Davalı, eksik işlerin tamamlanmamasının davacının kusurundan ileri geldiğini, sözleşmeye göre kiracıya bu işleri tamamlama yetkisinin verildiğini, davacının kendi kusuruna dayalı olarak fesih ve tazminat isteyemeyeceğini savunmuştur.
Mahkemece; Davanın Kısmen Kabulü ile davacının kira sözleşmesinin feshi talebinin reddine, maddi tazminat talebinin reddine, fazlaya dair hakları saklı tutularak 10.000 TL kira bedeli ile 10.000 € depozito bedelinin 02.05.2009 tarihinden itibaren işleyecek ticari avans faizi ile birlikte davalıdan alınarak davacıya verilmesine, dair verilen hüküm Yargıtay 6. Hukuk Dairesinin 21/01/2014 tarih ve 2013/11942 E.–2014/588 K.sayılı ilamı ile bozulmuştur.
Mahkemece; bozma ilamına uyma kararı verilerek yapılan yargılama sonucunda; Davacının kira sözleşmesinin feshine ilişkin talebinin kabulü ile 25.06.2008 başlangıç tarihli ve 10 yıl süreli kira sözleşmesinin feshine, davacının maddi tazminat talebinin reddine, Davacının kira alacağı talebinin kabulü ile 10.000,00 TL kira bedelinin 09.06.2009 tarihinden itibaren işleyecek ticari avans faizi birlikte davalıdan alınarak davacıya verilmesine, davacının depozito bedeline ilişkin talebinin kabulü ile 10.000,00 Euro depozito bedelinin 09.06.2009 tarihinden itibaren işleyecek ticari avans faizi ile birlikte davalıdan alınarak davacıya verilmesine, karar verilmiş, hüküm davacı ve davalı vekilleri tarafından temyiz edilmiştir.
1-Dosyadaki yazılara, kararın bozmaya uygun olmasına ve delillerin takdirinde bir isabetsizlik bulunmamasına göre davacının tüm ve davalının aşağıdaki bendin kapsamı dışında kalan sair temyiz itirazları yerinde değildir.
2-Davalının temyizine gelince; Davada dayanılan ve hükme esas alına 25.06.2008 başlangıç tarihli ve 10 yıl süreli kira sözleşmesi konusunda taraflar arasında uyuşmazlık bulunmamaktadır.
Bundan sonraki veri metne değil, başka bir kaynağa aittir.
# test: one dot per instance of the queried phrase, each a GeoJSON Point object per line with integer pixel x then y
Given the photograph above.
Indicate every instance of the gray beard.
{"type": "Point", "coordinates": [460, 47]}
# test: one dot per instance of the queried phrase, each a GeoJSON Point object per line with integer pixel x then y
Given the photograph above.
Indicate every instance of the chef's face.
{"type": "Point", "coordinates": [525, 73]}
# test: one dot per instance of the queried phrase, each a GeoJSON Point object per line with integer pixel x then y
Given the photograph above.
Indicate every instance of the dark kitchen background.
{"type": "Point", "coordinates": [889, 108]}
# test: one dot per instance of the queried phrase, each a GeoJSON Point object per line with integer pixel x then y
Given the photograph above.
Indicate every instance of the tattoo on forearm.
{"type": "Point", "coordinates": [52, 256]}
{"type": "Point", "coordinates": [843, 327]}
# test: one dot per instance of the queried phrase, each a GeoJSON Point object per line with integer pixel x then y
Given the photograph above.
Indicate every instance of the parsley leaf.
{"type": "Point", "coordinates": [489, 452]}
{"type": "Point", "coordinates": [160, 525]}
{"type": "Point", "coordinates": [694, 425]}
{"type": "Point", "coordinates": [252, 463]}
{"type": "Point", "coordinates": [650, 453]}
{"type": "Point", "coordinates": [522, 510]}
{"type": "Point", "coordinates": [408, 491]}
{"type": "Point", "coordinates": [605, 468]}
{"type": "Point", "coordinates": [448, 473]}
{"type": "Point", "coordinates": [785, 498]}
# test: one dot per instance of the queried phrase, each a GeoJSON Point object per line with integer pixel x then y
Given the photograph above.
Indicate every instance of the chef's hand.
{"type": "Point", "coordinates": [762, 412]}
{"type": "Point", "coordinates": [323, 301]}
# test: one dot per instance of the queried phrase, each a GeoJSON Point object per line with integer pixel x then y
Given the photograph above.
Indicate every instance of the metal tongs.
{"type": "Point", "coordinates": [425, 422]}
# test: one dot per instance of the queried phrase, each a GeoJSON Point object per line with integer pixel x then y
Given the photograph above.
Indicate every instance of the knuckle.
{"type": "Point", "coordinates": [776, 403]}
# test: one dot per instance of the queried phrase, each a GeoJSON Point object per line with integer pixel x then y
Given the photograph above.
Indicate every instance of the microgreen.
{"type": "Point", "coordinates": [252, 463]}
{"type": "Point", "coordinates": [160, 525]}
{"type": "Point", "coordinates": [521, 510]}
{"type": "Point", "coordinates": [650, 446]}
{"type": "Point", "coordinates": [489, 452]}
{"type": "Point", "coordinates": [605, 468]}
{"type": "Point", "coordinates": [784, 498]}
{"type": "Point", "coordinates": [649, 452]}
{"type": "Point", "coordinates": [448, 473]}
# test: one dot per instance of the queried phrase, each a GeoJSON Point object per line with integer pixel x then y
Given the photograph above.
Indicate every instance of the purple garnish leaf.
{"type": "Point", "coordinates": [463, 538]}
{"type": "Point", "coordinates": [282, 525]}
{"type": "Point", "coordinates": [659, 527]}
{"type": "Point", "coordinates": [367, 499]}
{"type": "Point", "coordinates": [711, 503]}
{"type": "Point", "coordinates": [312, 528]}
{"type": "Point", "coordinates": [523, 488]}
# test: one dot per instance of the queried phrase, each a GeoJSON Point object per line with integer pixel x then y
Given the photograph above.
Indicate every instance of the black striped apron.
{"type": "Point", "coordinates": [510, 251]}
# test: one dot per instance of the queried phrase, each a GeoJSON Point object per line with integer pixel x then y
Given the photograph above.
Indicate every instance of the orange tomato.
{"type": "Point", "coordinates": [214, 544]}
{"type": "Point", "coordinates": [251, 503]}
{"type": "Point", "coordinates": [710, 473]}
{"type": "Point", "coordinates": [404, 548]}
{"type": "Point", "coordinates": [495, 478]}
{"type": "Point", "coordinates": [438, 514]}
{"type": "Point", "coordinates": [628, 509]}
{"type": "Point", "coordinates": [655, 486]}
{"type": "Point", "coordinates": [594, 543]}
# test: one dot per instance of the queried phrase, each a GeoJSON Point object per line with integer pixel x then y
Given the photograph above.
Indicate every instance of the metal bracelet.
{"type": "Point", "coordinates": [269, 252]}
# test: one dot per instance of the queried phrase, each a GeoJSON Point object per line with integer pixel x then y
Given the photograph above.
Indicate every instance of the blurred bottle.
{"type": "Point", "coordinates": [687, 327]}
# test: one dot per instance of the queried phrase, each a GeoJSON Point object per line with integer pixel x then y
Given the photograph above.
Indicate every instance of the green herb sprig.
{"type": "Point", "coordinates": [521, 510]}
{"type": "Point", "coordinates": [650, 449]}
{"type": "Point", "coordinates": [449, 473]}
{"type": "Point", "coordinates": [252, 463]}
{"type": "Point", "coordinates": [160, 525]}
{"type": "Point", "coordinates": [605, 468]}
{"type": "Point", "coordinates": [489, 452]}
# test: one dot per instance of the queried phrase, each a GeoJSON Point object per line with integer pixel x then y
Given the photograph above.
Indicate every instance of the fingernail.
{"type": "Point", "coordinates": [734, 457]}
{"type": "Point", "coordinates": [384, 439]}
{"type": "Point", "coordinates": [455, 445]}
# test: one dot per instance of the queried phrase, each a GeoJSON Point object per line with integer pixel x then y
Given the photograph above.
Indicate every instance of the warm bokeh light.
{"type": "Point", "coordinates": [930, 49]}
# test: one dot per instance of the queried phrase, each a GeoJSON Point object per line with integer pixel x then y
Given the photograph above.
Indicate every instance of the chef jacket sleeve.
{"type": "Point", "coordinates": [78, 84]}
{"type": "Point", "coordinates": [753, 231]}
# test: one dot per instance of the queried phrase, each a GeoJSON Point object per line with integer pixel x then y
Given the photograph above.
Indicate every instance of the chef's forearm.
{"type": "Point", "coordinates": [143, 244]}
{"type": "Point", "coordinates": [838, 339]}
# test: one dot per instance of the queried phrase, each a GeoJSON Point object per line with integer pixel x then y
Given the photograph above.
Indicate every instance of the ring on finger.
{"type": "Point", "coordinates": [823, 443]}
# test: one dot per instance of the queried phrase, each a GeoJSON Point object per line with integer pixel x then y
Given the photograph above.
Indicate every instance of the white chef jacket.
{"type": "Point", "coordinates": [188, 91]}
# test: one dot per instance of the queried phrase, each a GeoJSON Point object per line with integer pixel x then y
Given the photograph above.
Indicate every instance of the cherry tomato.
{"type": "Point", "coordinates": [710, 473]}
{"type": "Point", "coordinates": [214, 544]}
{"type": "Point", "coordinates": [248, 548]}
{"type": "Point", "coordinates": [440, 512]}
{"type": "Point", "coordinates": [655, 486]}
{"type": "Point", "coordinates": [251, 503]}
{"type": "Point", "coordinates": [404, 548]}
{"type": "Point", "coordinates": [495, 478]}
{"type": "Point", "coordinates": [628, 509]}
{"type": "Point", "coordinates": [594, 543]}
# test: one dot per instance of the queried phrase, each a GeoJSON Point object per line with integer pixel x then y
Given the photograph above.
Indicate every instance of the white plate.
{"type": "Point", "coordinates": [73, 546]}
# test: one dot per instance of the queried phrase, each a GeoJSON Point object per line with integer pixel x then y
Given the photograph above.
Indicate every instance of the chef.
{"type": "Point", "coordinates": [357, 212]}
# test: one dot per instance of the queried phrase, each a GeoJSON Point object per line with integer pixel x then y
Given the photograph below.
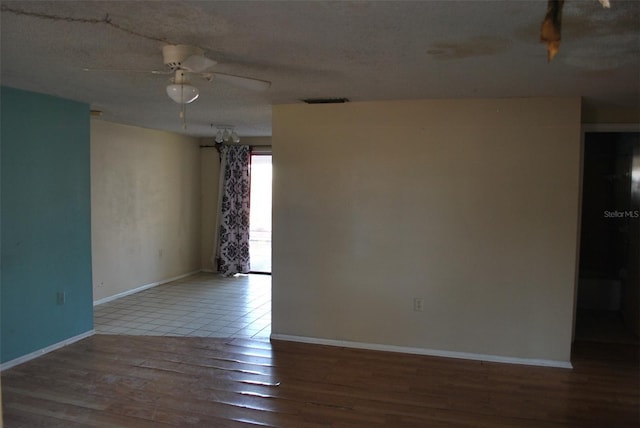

Kiralanan taşınmaz sözleşmede belirtildiği hali ile; "inşaat ruhsatı ile yapılmakta olan depolama kompleksi" niteliğinde olup lojistik merkezi olarak kullanılmak üzere davacı tarafından kiralanmıştır. Davacı kiracının, kira bedelini ödeme yükümlülüğü sözleşme başlangıç tarihi olan 25/06/2008 tarihinden itibaren başlamaktadır. Yargıtay 6. Hukuk Dairesinin 21/01/2014 tarihli bozma ilamında “kiralananın, davalının mecurda yaptırdığı delil tespiti tarihi olan 09.06.2009 tarihinde onun fiili hakimiyetine geçtiği” kabul edilmiştir. Bu durumda davacı 25.06.2008-09/06/2009 tarihleri arasında kira bedelinden sorumlu olup, bu tarihler dışında kalan kısım için peşin ödenen kira bedelinin iadesi gerekirken, Mahkemece hükmün gerekçesinde kiralananın kiracıya teslim tarihi olan 31.07.2008 tarihi ile kiralananın kiraya verene teslim tarihi olarak kabul edilen 09.06.2009 tarihleri arasında kiralananın 10 ay 9 gün kullanıldığı, 1 yıllık kira bedelinin peşin ödendiği, kiracı tarafından kullanılmayan sürenin 1 ay 21 gün olduğu kabul edilerek iadesine karar verilen kira bedelinin buna göre hesap edilmesi doğru değildir.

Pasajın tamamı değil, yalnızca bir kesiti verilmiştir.